Paris, qui a le soutien de la Commission européenne dans cette bataille, désire en fait une sorte de “Fed” à la sauce européenne. La Réserve fédérale, la banque centrale américaine, ne se gêne pas pour racheter massivement de la dette américaine, et donc doper la demande en bons du Trésor, afin que l’État fédéral ne paye pas des taux d’intérêt trop élevés sur sa dette. “Lors de la dégradation de la note américaine en août, les marchés n'ont pas réagi car ils savaient que la Fed pouvait intervenir pour soutenir l'économie américaine”, explique à FRANCE 24, Christophe Blot, économiste à l'Observatoire français des conjonctures économiques (OFCE).
Une dégradation de la note sans impact sur les marchés financiers ? La France, qui se bat actuellement pour maintenir son triple A, doit en rêver. “Nous considérons qu'une banque centrale a comme responsabilité de soutenir l'activité économique de la zone dont elle a la charge”, a ainsi assuré François Baroin. Une déclaration qui renvoie à peu de chose près à la définition de la mission de la Fed dont l’un des rôles est de “soutenir l’activité pour assurer le plein emploi”.
Dans son offensive, la France peut, en outre, s’appuyer sur les actes de la BCE elle-même. Depuis fin juillet, elle a acheté pour plus de 100 milliards d’euros de dettes, principalement espagnole et italienne. "Mais elle a bien précisé qu'il s'agissait d'interventions limitées et temporaires", nuance Christophe Blot.

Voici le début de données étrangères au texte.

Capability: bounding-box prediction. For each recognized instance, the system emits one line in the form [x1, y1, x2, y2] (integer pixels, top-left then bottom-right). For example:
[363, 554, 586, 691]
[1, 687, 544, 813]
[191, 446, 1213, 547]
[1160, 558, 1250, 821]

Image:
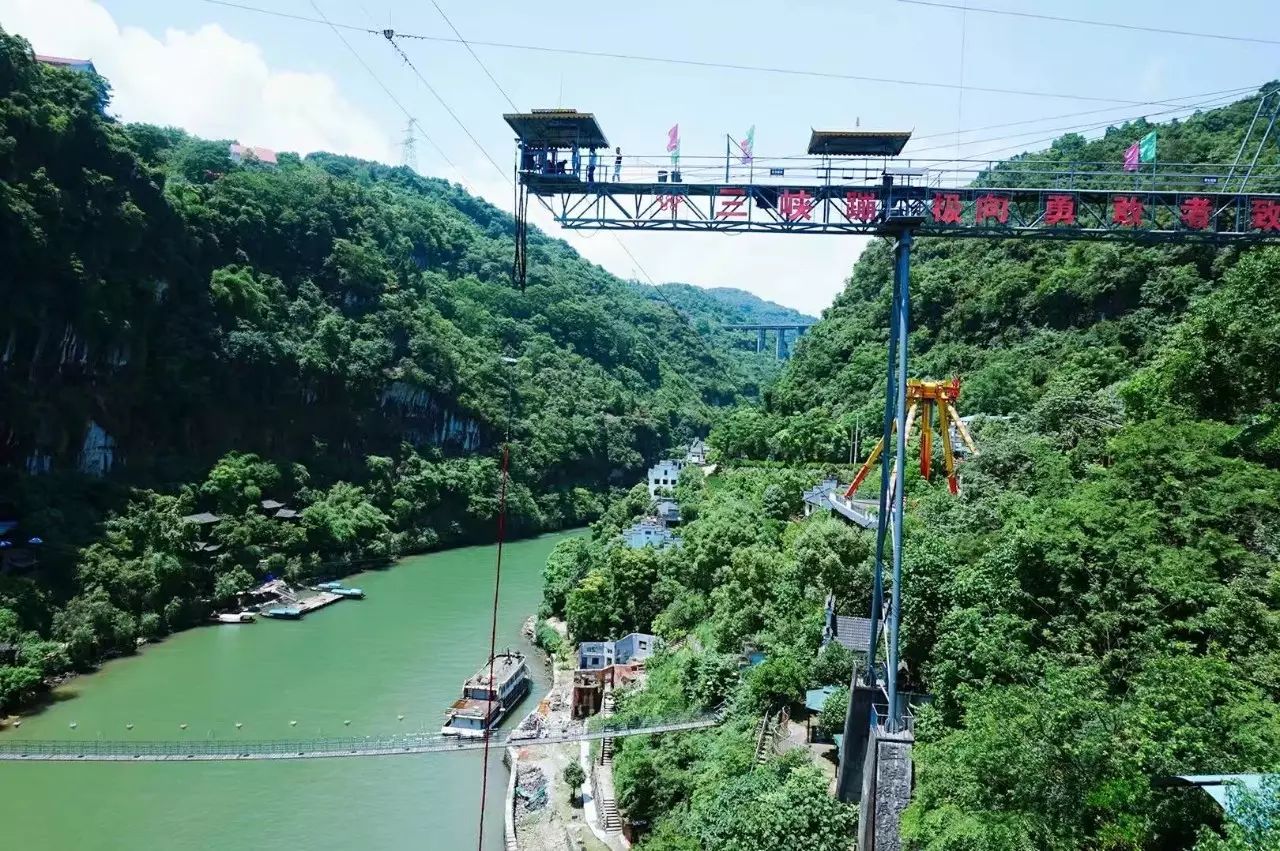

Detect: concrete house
[621, 519, 680, 549]
[647, 459, 684, 497]
[577, 632, 659, 670]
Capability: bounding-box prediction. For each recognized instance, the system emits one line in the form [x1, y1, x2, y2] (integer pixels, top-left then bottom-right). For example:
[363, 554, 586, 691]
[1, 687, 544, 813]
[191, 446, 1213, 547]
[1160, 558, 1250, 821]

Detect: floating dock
[249, 579, 347, 620]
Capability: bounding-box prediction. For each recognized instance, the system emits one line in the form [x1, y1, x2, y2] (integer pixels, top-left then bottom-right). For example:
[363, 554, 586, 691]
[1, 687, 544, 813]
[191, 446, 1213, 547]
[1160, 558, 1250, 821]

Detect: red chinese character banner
[558, 182, 1280, 239]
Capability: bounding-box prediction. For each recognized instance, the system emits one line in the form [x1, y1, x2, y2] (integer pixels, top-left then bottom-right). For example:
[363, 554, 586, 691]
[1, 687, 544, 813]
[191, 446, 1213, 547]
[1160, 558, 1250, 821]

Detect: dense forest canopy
[542, 85, 1280, 850]
[709, 83, 1280, 466]
[637, 283, 816, 398]
[0, 29, 782, 710]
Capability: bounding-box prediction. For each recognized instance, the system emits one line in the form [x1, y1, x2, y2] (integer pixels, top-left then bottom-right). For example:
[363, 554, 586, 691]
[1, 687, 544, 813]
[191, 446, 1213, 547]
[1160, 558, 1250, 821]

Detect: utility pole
[401, 119, 417, 171]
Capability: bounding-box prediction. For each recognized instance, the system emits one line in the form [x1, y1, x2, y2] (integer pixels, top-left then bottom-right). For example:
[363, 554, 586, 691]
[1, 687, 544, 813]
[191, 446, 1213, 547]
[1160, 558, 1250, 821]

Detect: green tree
[565, 570, 616, 641]
[213, 566, 256, 605]
[540, 537, 594, 618]
[0, 665, 44, 710]
[51, 588, 139, 669]
[761, 484, 793, 520]
[816, 686, 849, 740]
[563, 761, 586, 805]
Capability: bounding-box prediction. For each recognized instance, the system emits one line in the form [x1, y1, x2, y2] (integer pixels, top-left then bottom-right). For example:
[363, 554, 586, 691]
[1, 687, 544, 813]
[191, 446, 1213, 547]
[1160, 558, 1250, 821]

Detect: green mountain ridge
[0, 29, 755, 709]
[553, 85, 1280, 851]
[731, 84, 1280, 848]
[647, 283, 815, 327]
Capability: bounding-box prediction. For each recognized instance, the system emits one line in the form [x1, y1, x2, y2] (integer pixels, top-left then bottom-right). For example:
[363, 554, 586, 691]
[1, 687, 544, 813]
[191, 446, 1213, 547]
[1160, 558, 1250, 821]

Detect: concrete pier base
[857, 726, 914, 851]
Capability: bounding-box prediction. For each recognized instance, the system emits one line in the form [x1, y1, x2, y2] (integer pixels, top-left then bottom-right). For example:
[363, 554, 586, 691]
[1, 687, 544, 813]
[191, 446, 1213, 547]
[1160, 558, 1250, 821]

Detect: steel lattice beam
[524, 177, 1280, 243]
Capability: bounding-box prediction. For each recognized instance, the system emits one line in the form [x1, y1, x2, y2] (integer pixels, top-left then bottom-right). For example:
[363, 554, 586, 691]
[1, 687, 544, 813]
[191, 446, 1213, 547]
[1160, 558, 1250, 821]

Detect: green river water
[0, 531, 574, 850]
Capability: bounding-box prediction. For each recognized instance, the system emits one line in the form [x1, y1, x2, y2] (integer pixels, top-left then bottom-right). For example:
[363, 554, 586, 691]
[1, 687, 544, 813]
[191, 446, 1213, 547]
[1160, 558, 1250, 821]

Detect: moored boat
[441, 651, 531, 737]
[262, 606, 302, 620]
[314, 581, 364, 598]
[214, 612, 255, 624]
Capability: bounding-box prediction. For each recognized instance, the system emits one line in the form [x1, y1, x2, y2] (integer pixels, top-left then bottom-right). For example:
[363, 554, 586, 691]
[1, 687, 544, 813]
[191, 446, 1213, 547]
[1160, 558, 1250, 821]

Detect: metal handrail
[0, 709, 726, 762]
[523, 152, 1280, 195]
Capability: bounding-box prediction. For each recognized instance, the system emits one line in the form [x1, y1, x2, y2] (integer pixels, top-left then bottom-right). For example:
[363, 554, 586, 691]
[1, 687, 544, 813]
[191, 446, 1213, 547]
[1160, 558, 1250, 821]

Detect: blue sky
[6, 0, 1280, 313]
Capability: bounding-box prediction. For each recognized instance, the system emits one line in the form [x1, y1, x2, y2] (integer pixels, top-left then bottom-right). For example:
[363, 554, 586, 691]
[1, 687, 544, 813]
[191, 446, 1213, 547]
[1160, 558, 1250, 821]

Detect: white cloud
[1, 0, 854, 314]
[0, 0, 393, 162]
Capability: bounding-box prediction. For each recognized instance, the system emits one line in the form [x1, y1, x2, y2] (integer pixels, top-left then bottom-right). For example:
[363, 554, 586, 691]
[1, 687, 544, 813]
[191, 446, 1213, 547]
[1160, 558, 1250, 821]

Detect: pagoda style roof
[807, 130, 912, 157]
[504, 109, 608, 149]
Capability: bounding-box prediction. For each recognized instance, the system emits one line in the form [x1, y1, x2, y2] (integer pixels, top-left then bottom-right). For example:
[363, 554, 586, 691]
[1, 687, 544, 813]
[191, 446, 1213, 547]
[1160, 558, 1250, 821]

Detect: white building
[685, 438, 708, 465]
[647, 459, 684, 497]
[622, 519, 680, 549]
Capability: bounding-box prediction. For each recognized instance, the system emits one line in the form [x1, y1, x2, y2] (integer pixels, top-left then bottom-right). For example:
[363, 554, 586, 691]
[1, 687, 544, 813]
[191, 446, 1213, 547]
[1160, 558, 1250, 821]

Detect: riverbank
[507, 646, 619, 851]
[1, 532, 577, 850]
[0, 527, 585, 728]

La volonté d’une BCE indépendante pour l'Allemagne :
À l’heure actuelle, l’Allemagne s'en réfère aux traités fondateurs de l'Union monétaire. Sa chancelière, Angela Merkel, n’en finit pas d’invoquer le traité de Maastricht pour opposer une fin de non-recevoir à toute demande d’extension des compétences de la BCE. “L’Europe n’a pas le droit de changer quoi que ce soit au mandat unique de la banque centrale” qui est de lutter contre l’inflation.
Derrière cette apparente rigidité, Angela Merkel tente, en fait, de préserver l’indépendance de la BCE. “Il est très important pour l’Europe de s’appuyer sur des institutions indépendantes”, a expliqué la chancelière allemande. “Si elle acceptait de racheter indéfiniment la dette des États, elle jouerait un rôle actif dans la définition des politiques fiscales de la zone euro", explique Christophe Blot. Ce qui reviendrait à déléguer à une institution sans socle démocratique un pouvoir politique. Un choix que l’Allemagne s’est toujours refusé de faire, même à l’époque de la Bundesbank triomphante avant l’instauration de la monnaie unique.
Pour Angela Merkel, l’opposition à la proposition française est également une question de politique intérieure. “Il y a en Allemagne un groupe de parlementaires et de figures politiques de second rang qui joue sur l’image d’épinal d’une banque centrale qui doit se concentrer sur sa seule mission de stabilité de la monnaie”, résume au quotidien économique Les Echos, Thomas Klau, économiste au Conseil européen des relations internationales. Des députés qui craignent qu’à force de racheter la dette d’autres pays, la BCE finisse pas présenter une addition salée à tous les États de la zone euro et plus spécifiquement à l’Allemagne.